One potential disadvantage of pooled granulocyte products compared to apheresis collected granulocytes is an increased risk of human leukocyte antigen (HLA) class I alloimmunization because of the multiple donors needed to create a pooled product rather than the single donor used for an apheresis collection. In the study performed by Massey et al. (17), alloimmunization occurred in 10% of participants receiving GASP but more studies are needed to further characterize the risk of HLA alloimmunization posed by using pooled granulocyte products.

Transfusion

Granulocytes must be transfused as soon as possible but no more than 24 hours after collection to preserve their function. They should be stored at 20–24 ℃ without agitation prior to transfusion. Granulocyte products are issued under emergency release because infectious disease testing is incomplete at the time of issue. Granulocytes must be irradiated to prevent transfusion-associated graft versus host disease and infused through a standard blood filter (170 µm). CMV-seronegative donors must be recruited to donate granulocytes for CMV-seronegative patients since leukocyte reduction cannot be used to create CMV-safe products. HLA-matched donors may also be required for patients with a high level of alloimmunization.

Granulocyte transfusions should be discontinued when the ANC is greater than 500/µL for 2 days, clinical response is observed, no donors are available, severe transfusion reactions have occurred or when there is hopeless deterioration of the patient’s condition (4).

Efficacy

The clinical efficacy of granulocyte transfusions has not been definitively shown through any high-quality clinical trials. Published studies to date have reported the gamut of responses from an improvement in outcomes for patients receiving granulocyte transfusion therapy to those in which patients did not show improvement after receiving granulocyte transfusion therapy while other studies showed inconclusive results.
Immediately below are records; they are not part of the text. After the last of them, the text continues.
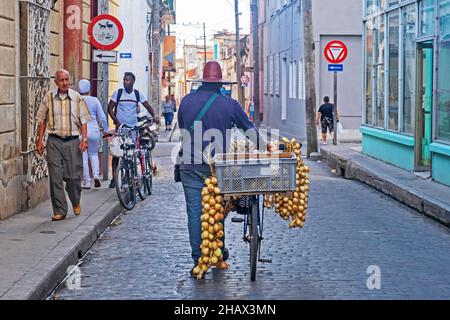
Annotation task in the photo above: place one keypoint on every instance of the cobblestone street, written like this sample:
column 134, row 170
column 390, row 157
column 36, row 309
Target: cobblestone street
column 145, row 254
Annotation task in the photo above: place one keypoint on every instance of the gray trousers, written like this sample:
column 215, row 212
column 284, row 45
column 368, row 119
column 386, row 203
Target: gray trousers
column 65, row 164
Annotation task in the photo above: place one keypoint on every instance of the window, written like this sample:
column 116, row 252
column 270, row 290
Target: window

Controlled trials in the 1970s and 1980s showed mixed results but generally indicated that the therapy was modestly efficacious (18). However, granulocyte transfusion therapy fell out of favor after the initial period of enthusiasm as a result of improvements in antimicrobial therapy, occurrence of adverse events, transmission of CMV, and absence of meaningful clinical improvements (19). A Cochrane review analyzing 10 trials between 1975 and 2015 found no difference in all-cause mortality over 30 days and clinical reversal of concurrent infection between study subjects receiving therapeutic granulocyte transfusions and those that did not (20). However, there are some small retrospective studies that were able to show some efficacy in patients with hematological diseases or malignancies who were neutropenic and suffered from infections unresponsive to standard antimicrobial treatment (21-23). Several uncontrolled trials performed in the 21^st century that used high-dose granulocyte transfusion therapy were not able to show any conclusive clinical efficacy (24-28).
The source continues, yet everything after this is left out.